Chapter 49
Lena
Location: Coastal North Carolina — Secure Operations Room
Ronan thinks I’m reviewing the false retaliation.
I let him.
The truth is, I’m watching the spaces between it.
Malenkov’s burns are loud—too loud. Everyone with a badge or a budget is staring at the fires, the ambushes, the collapsing shell sites.
Which means no one is watching the quiet channels.
That’s where Jonah disappears.
He doesn’t think we know what he’s doing.

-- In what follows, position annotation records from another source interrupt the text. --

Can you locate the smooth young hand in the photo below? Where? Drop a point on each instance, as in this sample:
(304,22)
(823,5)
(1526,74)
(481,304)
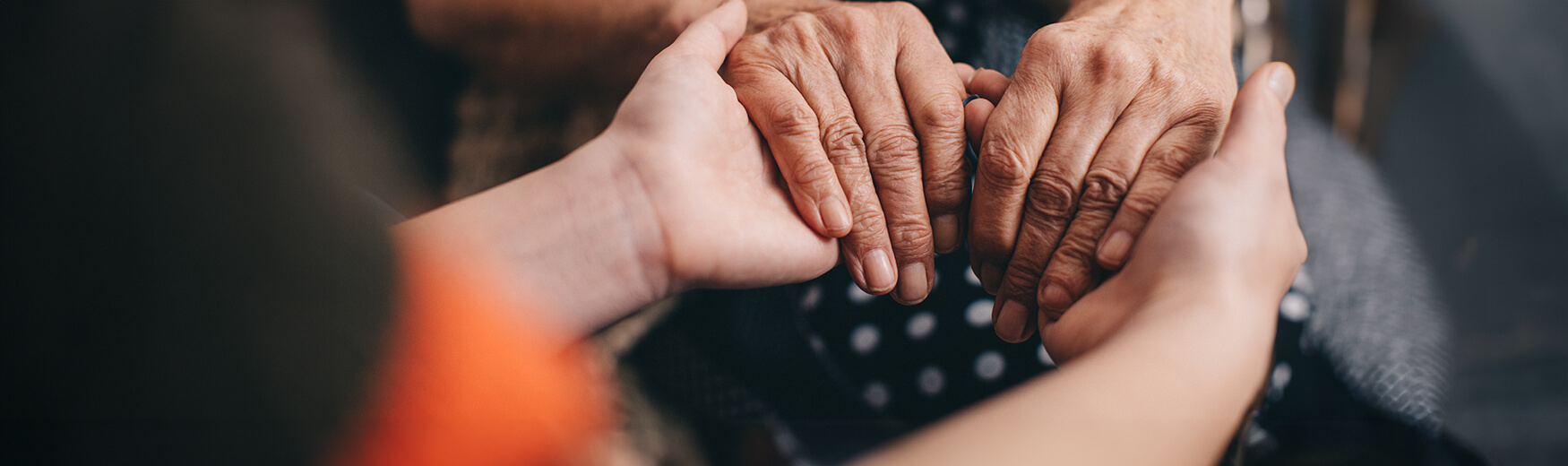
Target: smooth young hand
(723,217)
(1227,234)
(1106,110)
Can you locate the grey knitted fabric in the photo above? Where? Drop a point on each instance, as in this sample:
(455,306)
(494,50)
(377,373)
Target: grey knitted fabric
(1377,317)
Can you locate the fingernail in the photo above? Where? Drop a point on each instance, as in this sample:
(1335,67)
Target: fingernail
(880,275)
(913,283)
(1055,297)
(946,229)
(1283,82)
(1116,250)
(990,278)
(834,217)
(1012,321)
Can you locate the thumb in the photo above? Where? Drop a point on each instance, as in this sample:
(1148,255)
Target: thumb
(712,35)
(1256,131)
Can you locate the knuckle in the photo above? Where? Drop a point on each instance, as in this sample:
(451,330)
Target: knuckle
(1103,188)
(813,173)
(1022,277)
(946,190)
(909,237)
(842,138)
(789,119)
(944,115)
(852,21)
(1141,206)
(892,144)
(1176,157)
(1004,163)
(869,225)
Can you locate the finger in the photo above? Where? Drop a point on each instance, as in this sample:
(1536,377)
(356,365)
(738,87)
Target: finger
(965,73)
(869,250)
(935,102)
(1073,267)
(1010,150)
(1173,154)
(1258,127)
(790,127)
(1054,192)
(712,35)
(988,83)
(976,116)
(892,151)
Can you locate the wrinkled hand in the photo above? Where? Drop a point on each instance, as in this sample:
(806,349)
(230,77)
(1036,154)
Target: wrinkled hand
(863,112)
(1227,233)
(712,187)
(1106,112)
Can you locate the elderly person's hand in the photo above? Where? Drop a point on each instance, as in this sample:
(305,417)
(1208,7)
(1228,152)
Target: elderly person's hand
(1227,233)
(865,115)
(1106,110)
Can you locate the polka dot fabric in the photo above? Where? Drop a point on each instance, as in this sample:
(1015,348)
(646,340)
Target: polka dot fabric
(915,363)
(926,361)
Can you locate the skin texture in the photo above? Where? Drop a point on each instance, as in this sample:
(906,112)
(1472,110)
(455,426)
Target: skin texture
(1106,112)
(598,236)
(677,194)
(1195,303)
(863,112)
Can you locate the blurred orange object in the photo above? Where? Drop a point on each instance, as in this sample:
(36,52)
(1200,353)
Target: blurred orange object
(470,382)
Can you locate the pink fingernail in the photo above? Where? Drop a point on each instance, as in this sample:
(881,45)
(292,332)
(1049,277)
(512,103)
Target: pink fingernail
(880,275)
(834,217)
(913,284)
(1116,250)
(1012,321)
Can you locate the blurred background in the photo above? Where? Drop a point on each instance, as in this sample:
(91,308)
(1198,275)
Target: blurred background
(1465,108)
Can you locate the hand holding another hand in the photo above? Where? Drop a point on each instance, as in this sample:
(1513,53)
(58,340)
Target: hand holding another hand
(1227,234)
(863,112)
(1106,112)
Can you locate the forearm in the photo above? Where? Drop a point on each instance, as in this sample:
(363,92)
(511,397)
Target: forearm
(1170,388)
(570,239)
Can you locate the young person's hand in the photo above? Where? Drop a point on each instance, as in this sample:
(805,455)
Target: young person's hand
(725,219)
(677,194)
(865,116)
(1227,234)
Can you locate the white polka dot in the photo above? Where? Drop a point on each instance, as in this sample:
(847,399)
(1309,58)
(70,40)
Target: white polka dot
(859,297)
(930,380)
(875,396)
(811,298)
(1294,306)
(865,340)
(990,366)
(1302,283)
(921,325)
(1045,358)
(1279,380)
(1256,435)
(978,313)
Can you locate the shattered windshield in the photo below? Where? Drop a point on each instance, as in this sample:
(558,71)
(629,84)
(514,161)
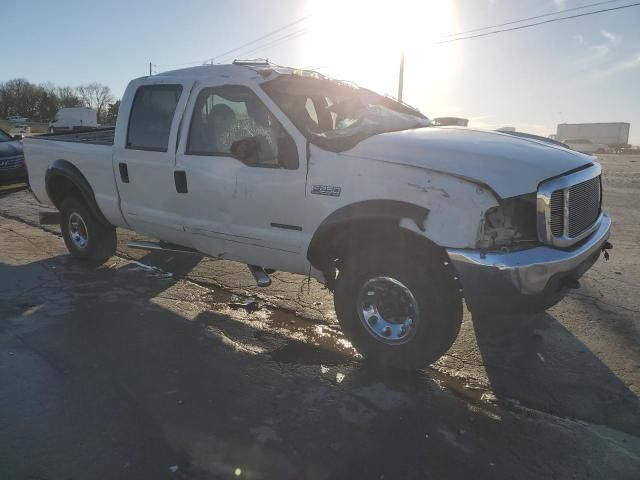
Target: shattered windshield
(338,115)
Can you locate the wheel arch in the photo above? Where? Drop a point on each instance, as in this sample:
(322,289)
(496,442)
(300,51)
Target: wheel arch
(353,226)
(63,179)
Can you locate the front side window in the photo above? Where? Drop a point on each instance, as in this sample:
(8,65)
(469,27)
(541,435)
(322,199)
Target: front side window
(4,137)
(151,117)
(232,121)
(337,115)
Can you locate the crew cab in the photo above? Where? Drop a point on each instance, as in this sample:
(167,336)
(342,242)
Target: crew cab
(286,169)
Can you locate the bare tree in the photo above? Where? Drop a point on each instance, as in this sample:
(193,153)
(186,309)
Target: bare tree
(96,96)
(67,97)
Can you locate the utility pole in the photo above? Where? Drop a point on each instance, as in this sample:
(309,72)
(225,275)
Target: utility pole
(401,77)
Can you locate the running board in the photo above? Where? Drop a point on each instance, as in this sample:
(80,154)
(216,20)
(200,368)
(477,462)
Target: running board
(261,277)
(160,246)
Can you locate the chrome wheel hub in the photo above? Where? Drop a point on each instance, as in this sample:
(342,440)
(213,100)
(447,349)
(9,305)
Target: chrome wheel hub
(78,231)
(388,310)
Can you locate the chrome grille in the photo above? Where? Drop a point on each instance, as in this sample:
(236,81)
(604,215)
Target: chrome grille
(569,206)
(557,213)
(584,205)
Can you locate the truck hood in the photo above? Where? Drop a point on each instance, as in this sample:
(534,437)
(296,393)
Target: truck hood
(509,165)
(10,149)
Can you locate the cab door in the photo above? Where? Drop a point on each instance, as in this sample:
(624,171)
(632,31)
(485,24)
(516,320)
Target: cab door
(246,209)
(144,158)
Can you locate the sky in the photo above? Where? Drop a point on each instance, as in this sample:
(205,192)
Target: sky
(581,70)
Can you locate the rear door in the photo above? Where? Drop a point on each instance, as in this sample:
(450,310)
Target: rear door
(144,158)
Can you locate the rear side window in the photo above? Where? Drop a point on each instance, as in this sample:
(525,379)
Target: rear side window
(151,117)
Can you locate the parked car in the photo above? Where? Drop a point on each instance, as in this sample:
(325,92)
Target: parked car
(12,167)
(21,130)
(18,119)
(288,170)
(74,118)
(584,145)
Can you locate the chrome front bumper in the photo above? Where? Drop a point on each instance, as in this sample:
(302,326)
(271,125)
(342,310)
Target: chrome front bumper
(525,280)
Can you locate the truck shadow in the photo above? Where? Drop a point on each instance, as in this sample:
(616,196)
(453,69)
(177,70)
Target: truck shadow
(214,391)
(128,372)
(536,361)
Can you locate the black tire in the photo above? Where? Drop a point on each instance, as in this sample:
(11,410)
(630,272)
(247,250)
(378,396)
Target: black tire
(434,288)
(101,239)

It takes me twenty minutes.
Then I see it.
A single transport authorization pushed through a humanitarian subcontractor—no weapons, no escorts, no red flags. Just a “medical relocation.”
I feel cold all over.
“Jonah.”
I don’t tell Ronan yet.
Not because I don’t trust him—but because I know what he’ll do if I’m wrong.
I need certainty.
I dig deeper.
Satellite timestamps don’t match road conditions. The vehicle “should” be moving faster. Which means it isn’t.
Rail-adjacent.
Subterranean. Underground.
I pull historic maps and overlay them with the current thermal bleed.
There.
A spur line that shouldn’t exist anymore.
But it does.
And it’s active.
My pulse accelerates—not fear, not panic.
Focus.
I reroute traffic cams along the projected path, bouncing through civilian feeds, agricultural sensors, weather stations—anything Malenkov wouldn’t bother sanitizing.
A single frame catches it.
A convoy moving under the cover of darkness.
Unmarked.
Unescorted.
Just one vehicle.
Because Malenkov believes Jonah is already broken. What he doesn’t know is Jonah will never be broken.
I whisper it aloud. “You’re wrong.”
I tag the location and send a partial packet to Ronan—enough to slow him, not enough to pull him in too fast.
Then I keep digging.
Because Malenkov doesn’t move men without redundancy.
I find the fallback.
A subterranean holding chamber—temporary. Mobile restraints. Short-term isolation.
If Ronan misses the convoy…
That’s where Jonah goes next.
I feel the weight of it settle in my chest.
This isn’t research anymore.
This is timing.
I finally open the secure channel.
“Ronan,” I say calmly. “He’s moving Jonah. Not fast. Quiet. Rail-adjacent.”
Silence.
Then, sharp: “How sure?”
“Eighty-seven percent,” I answer. “Ninety-five if he thinks Jonah is already spent.”
A pause.
“That’s not enough for you,” he says quietly.
“No,” I agree. “But it’s enough to move.”
Another beat.
“You didn’t wait,” he says—not angry. Acknowledging.
“I couldn’t,” I reply. “You were almost pulled into a trap. This keeps you out of it.”
I hear him breathe. “I love you, sweetheart.”
“Send me everything,” he says.
“I will,” I answer. “But Ronan—”
“Yes?”
“He’s counting on Jonah being expendable.”
A low, lethal edge slips into his voice. “He miscalculated.”
I transmit the full packet—routes, timestamps, fallback location.
Then I sit back, hands shaking only after it’s done.
I don’t know if this will work.
I only know that if Jonah survives…
It will be because Malenkov underestimated a journalist who refused to stay in her lane.
And because Ronan Pierce trusts me enough
to let me walk the edge of the war with him.
Outside, the morning sun spills across the ocean.
Inside, the hunt tightens.
And Jonah’s clock is officially running.